The calls have become a key part of Republicans’ messaging ahead of this year’s midterm elections.”

But it’s hardly new. Federal taxes have long been a target for politicians. Sometimes it’s one side saying that the wealthy don’t pay enough, although always with plenty of loopholes so their big donors keep their incomes high. Other times, the other side complains that everyone pays too much, except that ultimately translates into the wealthy paying too much and the regular folk not pulling their weight, so it’s, as one might guess, loopholes for their big donors.

The result has been an ongoing and slow-moving implosion of the tax agency’s capability to bring in money. It was certainly effective in the past. Years ago, I remember getting into a discussion with someone from the IRS enforcement branch who mentioned how it cost 5 cents to get a dollar of revenue. That is called low overhead.

And clearly too effective for those who would rather scuttle federal taxes and let things go down the tubes except for those wealthy enough to manage.

To get a sense, look at the historical numbers. In 1992, the IRS had 116,673 employees. By 1998, that was down to 98,037. Come 2013, it was 86,974. Then 79,890 in 2015, 73,519 in 2018. Up to 78,661 in 2021.

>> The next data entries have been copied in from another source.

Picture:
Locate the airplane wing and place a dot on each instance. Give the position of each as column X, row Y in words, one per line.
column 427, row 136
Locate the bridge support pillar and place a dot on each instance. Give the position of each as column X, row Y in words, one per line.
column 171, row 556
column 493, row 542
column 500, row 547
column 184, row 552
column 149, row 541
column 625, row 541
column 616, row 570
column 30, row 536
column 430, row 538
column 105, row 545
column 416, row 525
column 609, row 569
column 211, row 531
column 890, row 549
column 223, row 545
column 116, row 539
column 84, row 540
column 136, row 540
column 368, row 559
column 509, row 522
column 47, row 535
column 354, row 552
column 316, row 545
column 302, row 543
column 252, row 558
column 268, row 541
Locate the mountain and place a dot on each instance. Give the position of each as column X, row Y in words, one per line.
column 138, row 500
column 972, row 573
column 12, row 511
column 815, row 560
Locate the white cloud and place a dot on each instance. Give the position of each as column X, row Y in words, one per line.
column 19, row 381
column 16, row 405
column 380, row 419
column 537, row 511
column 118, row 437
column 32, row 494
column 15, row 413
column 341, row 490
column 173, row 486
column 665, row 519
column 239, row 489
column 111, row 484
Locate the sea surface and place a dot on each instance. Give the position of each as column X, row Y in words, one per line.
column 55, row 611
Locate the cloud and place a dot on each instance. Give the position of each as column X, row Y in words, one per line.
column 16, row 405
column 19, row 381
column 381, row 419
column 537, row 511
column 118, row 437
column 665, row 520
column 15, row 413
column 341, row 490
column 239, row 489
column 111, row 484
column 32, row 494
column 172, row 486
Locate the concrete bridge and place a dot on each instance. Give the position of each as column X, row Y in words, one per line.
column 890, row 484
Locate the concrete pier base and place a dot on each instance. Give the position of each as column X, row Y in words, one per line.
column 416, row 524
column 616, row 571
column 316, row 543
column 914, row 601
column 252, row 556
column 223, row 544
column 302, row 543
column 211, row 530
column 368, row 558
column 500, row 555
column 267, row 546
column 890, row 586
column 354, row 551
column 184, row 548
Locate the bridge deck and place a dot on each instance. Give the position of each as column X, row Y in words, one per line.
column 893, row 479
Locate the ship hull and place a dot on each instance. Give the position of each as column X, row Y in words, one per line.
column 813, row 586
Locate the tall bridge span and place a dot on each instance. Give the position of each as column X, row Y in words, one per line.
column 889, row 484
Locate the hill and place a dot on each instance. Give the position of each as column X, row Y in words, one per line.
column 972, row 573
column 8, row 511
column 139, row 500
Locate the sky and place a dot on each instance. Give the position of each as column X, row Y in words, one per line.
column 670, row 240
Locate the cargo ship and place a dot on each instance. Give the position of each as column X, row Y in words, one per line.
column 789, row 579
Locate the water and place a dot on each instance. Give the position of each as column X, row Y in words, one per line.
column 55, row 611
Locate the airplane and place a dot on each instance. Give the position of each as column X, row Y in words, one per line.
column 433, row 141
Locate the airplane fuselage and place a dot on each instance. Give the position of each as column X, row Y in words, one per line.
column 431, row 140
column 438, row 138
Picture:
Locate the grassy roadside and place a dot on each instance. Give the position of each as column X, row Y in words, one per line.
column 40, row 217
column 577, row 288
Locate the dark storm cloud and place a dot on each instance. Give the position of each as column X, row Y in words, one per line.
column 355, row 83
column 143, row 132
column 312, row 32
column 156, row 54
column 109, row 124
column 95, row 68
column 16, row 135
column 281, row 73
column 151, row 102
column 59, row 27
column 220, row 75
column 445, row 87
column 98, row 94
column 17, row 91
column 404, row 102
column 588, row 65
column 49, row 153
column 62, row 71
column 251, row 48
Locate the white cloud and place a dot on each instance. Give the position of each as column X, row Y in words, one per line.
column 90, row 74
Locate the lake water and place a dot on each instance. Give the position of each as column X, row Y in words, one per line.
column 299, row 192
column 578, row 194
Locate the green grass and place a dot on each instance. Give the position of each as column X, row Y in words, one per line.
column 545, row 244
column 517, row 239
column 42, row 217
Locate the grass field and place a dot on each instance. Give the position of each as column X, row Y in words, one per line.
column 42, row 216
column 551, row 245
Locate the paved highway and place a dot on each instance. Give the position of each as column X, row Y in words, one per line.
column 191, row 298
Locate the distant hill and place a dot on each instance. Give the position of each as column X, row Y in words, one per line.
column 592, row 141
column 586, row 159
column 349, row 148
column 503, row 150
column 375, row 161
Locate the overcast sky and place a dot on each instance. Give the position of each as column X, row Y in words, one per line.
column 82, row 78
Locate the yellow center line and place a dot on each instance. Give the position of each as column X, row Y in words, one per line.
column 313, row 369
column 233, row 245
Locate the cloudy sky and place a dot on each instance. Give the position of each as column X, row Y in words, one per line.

In the meantime, as the number of employees dropped by a third, population has grown. In 1992 again, it was 256,922,000. By 2021, 332,213,000. That’s up 30%, almost the same percentage change as the number of IRS employees, except in the other direction. At this point, that’s about 4,200 members of the public per IRS employee. Ever try to get someone on the phone to answer a question recently? Wonder why it has been taking so long to process taxes and returns?

Know what else takes a beating? The ability to get the wealthy to pay their taxes. Just over a year ago, David Cay Johnston, who won the Pulitzer Prize for his tax coverage back when he worked at the New York Times NYT , did his annual calculations of collections at DC Report. (Disclosure: I occasionally write for the site.) “In Obama’s last full year in office, 2016, auditors found almost $106 million of tax owed by affluent households, 20 times as much as in 2018,” he wrote. In Obama’s first year, the amount was $610.4 million. In 2018, under Trump (though the problem is largely systemic), the amount dropped by 99.1% to $5.4 million. “Even that 99.1% drop from 2010 to 2018 severely understates the collapse of tax law enforcement among the best off among us,” Johnston wrote. “That’s because the number of households making $10 million or more nearly doubled during those years from 13,322 to 26,517.”

Why? There aren’t enough auditors and experts to shake loose what should have been paid. That’s one thing that happens when you cut away at an organization. Fewer people don’t magically achieve the same results. The wealthiest 1% collectively don’t report a fifth of their income and account for a third of unpaid federal income tax.

Audits are happening. It’s just that the main targets are low-income people getting the Earned Income Tax Credit or other programs set up for people who make little. Why? Because from what tax experts have told me over the years, programs like EITC are complex, confusing even many pros, and people often make mistakes. And then, they will have wages, taxes easy to check, and no professional lawyers and accountants to push back and make it hard for the available IRS staff to successfully complete an audit.

In addition to collecting taxes, the entire technology supporting the tax system is from the 1960s and 1970s. To institute even minor form changes to go with tax modifications takes, as again I’ve heard over the years, rewriting the programs.

The number of new IRS employees you’ll hear is 87,000. But a lot of people need to be hired in areas other than auditing and this is over a 10-year period. And this doesn’t count employees who will retire in the meantime.

But, back to the initial business, which is who’s getting off from paying their share. "Prior empirical evidence demonstrates that the tax gap can be tied disproportionately to people in the top end of the income distribution,” the IRS itself notes.

The attack on funding the IRS is intended to incapacitate the agency so that more tax burden can be shifted to those who can least afford it from those who could most easily pay. Let’s stop the nonsense and get things back to a more even and fair keel.